Steve’s team, meanwhile, destroys the chemical lab, and Steve hijacks the bomber carrying the poison. He flies it to a safe altitude and detonates it, sacrificing himself. Remembering his love, Diana defies Ares and declares humans to be all he says they are, but so much more. She deflects Ares’ lightning bolts back into him, killing him for good. The war ends, and, back in London, Steve’s team sadly commemorates his sacrifice.

Once more in the present day, Diana sends an email to Bruce Wayne thanking him for the photograph, then reaffirms her new and lasting mission: that only love can truly save the world, and so she will fight, and give, for the world she knows is possible.

The Editor’s Six Core Questions

Want to learn more about the Editor’s Six Core Questions? Check out our Story Grid 101 episode.

1. What’s the Global Genre? Action-Epic: Savior- Leslie

The global genre is an Action story, but which subgenre and plot? I’ve settled on the Action-Epic subgenre with a Savior plot, which is a hero versus a villain intent on social destruction. I considered whether the villain could be human nature (Action-Adventure  with Environment), but in the Core Event, the big scene we’re looking for, when Diana is truly at the mercy of the villain and defeats him, Ares is the foe she faces. He uses human nature as a weapon to destroy people so the gods can enjoy the earth without pesky human interference.

Action stories don’t require an internal genre, but Wonder Woman has a clear one: Worldview Maturation.

Friedman’s cause and effect statement for Worldview Maturation. When a sympathetic protagonist, with naive black-and-white views of the world and mistakenly conceived goals, experiences a loss or trial that shows them the world is multi-layered and imperfect, they embrace better-suited goals and actions.

Diana is sympathetic because she’s in the dark, but so determined. We want her to be successful—and not only for our own sake.
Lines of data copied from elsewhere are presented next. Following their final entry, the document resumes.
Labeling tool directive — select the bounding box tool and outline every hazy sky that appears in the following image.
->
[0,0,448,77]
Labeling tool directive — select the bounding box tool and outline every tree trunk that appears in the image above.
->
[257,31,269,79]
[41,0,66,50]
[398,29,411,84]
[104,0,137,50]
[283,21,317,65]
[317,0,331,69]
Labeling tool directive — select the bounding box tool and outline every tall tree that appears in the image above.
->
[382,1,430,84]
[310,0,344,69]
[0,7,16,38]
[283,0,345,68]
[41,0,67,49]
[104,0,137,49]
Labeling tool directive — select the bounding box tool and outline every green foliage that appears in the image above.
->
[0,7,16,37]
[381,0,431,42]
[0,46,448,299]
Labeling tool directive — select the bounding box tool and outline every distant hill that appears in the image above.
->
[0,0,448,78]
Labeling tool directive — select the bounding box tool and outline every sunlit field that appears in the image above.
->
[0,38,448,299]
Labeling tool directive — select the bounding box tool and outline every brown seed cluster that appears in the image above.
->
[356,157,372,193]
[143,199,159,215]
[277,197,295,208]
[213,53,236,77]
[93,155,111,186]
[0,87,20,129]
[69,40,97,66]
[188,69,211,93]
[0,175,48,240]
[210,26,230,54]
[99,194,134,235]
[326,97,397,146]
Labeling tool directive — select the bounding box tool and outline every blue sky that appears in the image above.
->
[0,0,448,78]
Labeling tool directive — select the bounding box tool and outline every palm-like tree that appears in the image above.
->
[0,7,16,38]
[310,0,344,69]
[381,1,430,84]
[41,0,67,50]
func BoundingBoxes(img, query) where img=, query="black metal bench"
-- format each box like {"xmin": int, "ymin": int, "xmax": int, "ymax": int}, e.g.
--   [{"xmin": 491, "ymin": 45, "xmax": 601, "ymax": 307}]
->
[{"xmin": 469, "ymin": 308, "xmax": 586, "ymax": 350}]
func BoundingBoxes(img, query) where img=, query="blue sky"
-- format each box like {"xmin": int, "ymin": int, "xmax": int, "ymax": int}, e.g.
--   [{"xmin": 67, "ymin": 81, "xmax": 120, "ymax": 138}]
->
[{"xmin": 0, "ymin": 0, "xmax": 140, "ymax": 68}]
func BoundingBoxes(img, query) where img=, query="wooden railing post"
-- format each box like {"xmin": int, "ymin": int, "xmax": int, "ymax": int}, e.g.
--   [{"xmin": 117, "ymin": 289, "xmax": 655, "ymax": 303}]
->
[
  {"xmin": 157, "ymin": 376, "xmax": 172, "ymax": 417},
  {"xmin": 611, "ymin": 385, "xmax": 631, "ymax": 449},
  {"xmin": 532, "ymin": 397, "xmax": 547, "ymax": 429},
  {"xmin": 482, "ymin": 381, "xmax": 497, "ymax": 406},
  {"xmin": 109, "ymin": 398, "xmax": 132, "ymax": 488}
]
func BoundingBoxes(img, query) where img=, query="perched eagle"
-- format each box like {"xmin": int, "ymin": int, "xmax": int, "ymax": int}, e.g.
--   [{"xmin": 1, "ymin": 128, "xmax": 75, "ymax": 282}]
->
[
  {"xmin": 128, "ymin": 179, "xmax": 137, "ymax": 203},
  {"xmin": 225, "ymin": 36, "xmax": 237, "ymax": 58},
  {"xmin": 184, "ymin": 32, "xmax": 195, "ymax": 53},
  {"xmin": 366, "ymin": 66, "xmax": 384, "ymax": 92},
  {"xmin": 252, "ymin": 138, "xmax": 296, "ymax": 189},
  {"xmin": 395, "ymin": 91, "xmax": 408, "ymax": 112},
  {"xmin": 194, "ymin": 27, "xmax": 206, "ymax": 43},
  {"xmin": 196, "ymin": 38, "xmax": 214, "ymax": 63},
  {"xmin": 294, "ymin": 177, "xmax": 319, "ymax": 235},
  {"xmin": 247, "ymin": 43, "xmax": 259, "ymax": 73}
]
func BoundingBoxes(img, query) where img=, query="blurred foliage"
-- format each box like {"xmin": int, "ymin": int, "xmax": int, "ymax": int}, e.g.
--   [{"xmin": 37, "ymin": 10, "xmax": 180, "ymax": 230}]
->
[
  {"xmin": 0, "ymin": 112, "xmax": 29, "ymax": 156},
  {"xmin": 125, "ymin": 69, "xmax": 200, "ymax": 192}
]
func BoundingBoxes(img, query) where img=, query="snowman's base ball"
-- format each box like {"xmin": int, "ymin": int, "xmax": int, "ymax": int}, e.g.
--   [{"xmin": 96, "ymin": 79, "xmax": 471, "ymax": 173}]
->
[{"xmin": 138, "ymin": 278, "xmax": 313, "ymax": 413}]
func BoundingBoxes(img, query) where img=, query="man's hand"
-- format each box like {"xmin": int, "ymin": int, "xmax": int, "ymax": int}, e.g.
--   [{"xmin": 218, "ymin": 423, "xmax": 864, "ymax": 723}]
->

Diana possesses a naive view of the world (war arises because a single, powerful bad guy makes everyone start killing) and what it takes to defeat Ares (stick him with the pointy end of the god killer sword, i.e., more violence), causing her to adopt the ill-conceived goal to end all war by killing Ares with the god killer sword. She cannot hear that the situation is more complicated than she understands it to be. At times, her attitude is like that of a petulant child. (You might say she comes by this honestly, given her mother’s belief that the best way to protect her is to keep her in the dark and that her initial success when she reaches the front blinds her to the bigger challenge she faces.)

Diana experiences a trial (Ares is a tough foe) and loss (gas attack on the villagers and Steve’s death), and she learns she can’t defeat Ares with anger and violence. It makes sense that she can’t out-anger or fight the god of war. She defeats him by growing up, metabolizing his anger, and using that energy to create peace and love. The theme song for the hero at the mercy of the villain scene could be “Love Is All You Need,” though that probably isn’t true based on what we know from the human needs tanks.

Additional Comment

Kim: I agree with Leslie that the internal genre is Worldview-Maturation. It was interesting to determine because there are numerous elements of Worldview-Revelation woven through the story (she does not know that she is the Godkiller) but the climax does not revolve around that revelation, it revolves around her coming to a more sophisticated worldview aka maturation. I often notice that maturation feels like a combination of disillusionment and education: It feels a bit like being disillusioned to what you thought was true, and subsequently find meaning in the fact you don’t have it all figured out and that the Truth is more simultaneously more complicated and more simple than we allow it be. Diana discovers the complicated Truth —humanity is irrevocably flawed, and the simplest Truth—Love is the answer.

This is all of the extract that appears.